O implemento à industrialização compulsiva reflete o consumo compulsivo. A batalha constante por novos modelos de jogos e consoles para atender ao comércio se apresenta no Marketing dos jogos: "Em 4 de março, o Playstation 2 é lançado no Japão. Milhares de japoneses passaram a noite em frente às lojas para assegurar o novo console. A novidade some das lojas. Não há previsão de lançamento no Brasil, mas, por R$2 mil, é possível 'importar' a máquina" (Disponível em: <http://www.uol.com.br>, 2001, p. 3).

Uma das dificuldades em estudar o jogo eletrônico como objeto científico e acadêmico é também o seu caráter efêmero, produzido na administração de sua produção. À medida que a compulsão consumista contribui para a indústria descartar os seus próprios jogos – os que são ultrapassados –, é natural sua constante e ininterrupta circulação para atender ao sistema capitalista.

A dificuldade do estudo acadêmico, histórico e teórico, e o despreparo dos educadores com relação a esse tipo de jogo foram percebidos na pesquisa A influência do videogame na formação de crianças de 3a e 4a séries – um estudo do jogo eletrônico como mediação cultural, em 1999.
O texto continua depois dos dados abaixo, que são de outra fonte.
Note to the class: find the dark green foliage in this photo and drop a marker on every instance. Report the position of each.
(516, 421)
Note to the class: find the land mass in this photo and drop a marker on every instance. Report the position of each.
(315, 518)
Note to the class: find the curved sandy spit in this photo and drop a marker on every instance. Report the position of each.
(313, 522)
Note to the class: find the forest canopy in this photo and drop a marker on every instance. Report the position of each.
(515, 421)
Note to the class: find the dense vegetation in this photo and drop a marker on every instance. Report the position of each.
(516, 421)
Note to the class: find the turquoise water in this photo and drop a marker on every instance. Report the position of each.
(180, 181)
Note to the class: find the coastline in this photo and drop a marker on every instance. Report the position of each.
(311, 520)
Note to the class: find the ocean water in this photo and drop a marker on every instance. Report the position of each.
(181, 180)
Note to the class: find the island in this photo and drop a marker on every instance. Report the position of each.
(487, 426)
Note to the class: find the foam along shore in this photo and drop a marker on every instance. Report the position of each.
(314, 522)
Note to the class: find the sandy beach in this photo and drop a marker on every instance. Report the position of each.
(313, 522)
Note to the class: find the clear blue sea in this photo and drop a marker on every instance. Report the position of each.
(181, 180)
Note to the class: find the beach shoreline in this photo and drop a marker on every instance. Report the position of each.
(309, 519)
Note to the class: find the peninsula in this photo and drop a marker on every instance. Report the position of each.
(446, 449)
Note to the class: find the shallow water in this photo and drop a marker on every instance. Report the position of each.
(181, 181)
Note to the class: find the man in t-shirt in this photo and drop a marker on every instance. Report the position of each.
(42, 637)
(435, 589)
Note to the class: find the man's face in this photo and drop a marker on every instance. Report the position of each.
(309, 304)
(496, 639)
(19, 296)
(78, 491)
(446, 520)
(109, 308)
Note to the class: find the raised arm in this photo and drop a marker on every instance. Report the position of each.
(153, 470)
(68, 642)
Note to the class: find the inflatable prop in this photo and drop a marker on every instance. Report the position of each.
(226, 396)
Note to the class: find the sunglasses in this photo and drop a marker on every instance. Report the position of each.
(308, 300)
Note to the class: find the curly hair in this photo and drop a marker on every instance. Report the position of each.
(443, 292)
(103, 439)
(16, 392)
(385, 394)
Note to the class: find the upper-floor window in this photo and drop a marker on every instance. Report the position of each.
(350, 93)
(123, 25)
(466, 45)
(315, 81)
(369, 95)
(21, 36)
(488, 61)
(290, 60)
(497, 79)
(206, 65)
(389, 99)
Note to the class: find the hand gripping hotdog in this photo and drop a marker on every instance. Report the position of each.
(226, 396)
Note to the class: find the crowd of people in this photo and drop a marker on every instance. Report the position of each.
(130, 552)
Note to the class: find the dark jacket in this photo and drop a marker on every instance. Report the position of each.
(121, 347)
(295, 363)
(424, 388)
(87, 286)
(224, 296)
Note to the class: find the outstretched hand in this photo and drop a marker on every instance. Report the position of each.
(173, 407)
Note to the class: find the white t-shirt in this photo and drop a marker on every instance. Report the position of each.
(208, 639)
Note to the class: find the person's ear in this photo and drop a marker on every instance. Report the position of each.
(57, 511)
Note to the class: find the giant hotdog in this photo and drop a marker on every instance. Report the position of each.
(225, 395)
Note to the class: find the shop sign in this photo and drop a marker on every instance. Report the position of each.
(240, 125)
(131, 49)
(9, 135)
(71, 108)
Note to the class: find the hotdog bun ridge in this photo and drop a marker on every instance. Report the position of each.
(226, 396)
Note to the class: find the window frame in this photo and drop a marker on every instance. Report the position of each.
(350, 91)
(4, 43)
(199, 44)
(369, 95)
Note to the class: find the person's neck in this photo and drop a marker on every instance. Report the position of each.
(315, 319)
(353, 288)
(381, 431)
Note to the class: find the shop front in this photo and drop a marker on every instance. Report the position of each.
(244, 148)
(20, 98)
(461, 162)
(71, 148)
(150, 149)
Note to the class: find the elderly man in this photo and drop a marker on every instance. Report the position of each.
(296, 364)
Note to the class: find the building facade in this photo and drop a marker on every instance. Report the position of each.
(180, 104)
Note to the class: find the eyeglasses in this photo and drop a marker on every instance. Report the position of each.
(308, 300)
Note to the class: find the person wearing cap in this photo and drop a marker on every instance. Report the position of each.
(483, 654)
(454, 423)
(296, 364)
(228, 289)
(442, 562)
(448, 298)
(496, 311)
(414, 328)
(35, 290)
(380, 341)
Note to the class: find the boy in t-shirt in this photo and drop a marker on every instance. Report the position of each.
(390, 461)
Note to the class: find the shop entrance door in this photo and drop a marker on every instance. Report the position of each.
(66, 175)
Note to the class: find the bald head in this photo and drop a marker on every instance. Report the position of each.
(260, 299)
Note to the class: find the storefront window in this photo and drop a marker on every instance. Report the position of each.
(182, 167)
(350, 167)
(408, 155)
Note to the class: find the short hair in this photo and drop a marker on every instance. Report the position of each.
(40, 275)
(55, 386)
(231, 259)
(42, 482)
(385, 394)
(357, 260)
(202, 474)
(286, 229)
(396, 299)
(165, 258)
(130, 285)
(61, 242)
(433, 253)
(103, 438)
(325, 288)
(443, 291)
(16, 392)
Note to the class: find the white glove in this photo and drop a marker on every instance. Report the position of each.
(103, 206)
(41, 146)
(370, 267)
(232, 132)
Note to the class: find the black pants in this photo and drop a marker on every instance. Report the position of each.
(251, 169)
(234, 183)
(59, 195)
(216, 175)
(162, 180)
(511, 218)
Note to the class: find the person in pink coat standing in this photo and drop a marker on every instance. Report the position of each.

O relatório final (Zanolla, 1999) apontou a necessidade de, além de fazer uma pesquisa descritiva, tentar entender aspectos subjetivos relacionados ao fenômeno da identificação das crianças com a violência no videogame, questão que não foi devidamente aprofundada. Saber que as crianças se identificam com personagens fortes, agressivos e poderosos e bonitos são indicativos importantes de valoração e de preferências, no entanto, não explica as razões da sua identificação, da mesma forma que o fato de a maioria delas responder que o videogame é prejudicial aos seus estudos não significa que compreendam essa justificativa. Até porque essa resposta se tornou um clichê de pais e educadores, assim como o videogame se tornou uma desculpa tanto para premiar, quanto para castigar as crianças. Os pais costumam usar o videogame como instrumento reforçador para comportamentos desejados nos filhos. Se a criança obedece, joga se não obedece, não joga. Torna-se muito comum também os pais presentearem os filhos com videogames como forma de compensação por algum mérito escolar. Por outro lado, também se tornou comum "culpabilizar" o jogo, retirando-o das crianças como forma de punição à desobediência.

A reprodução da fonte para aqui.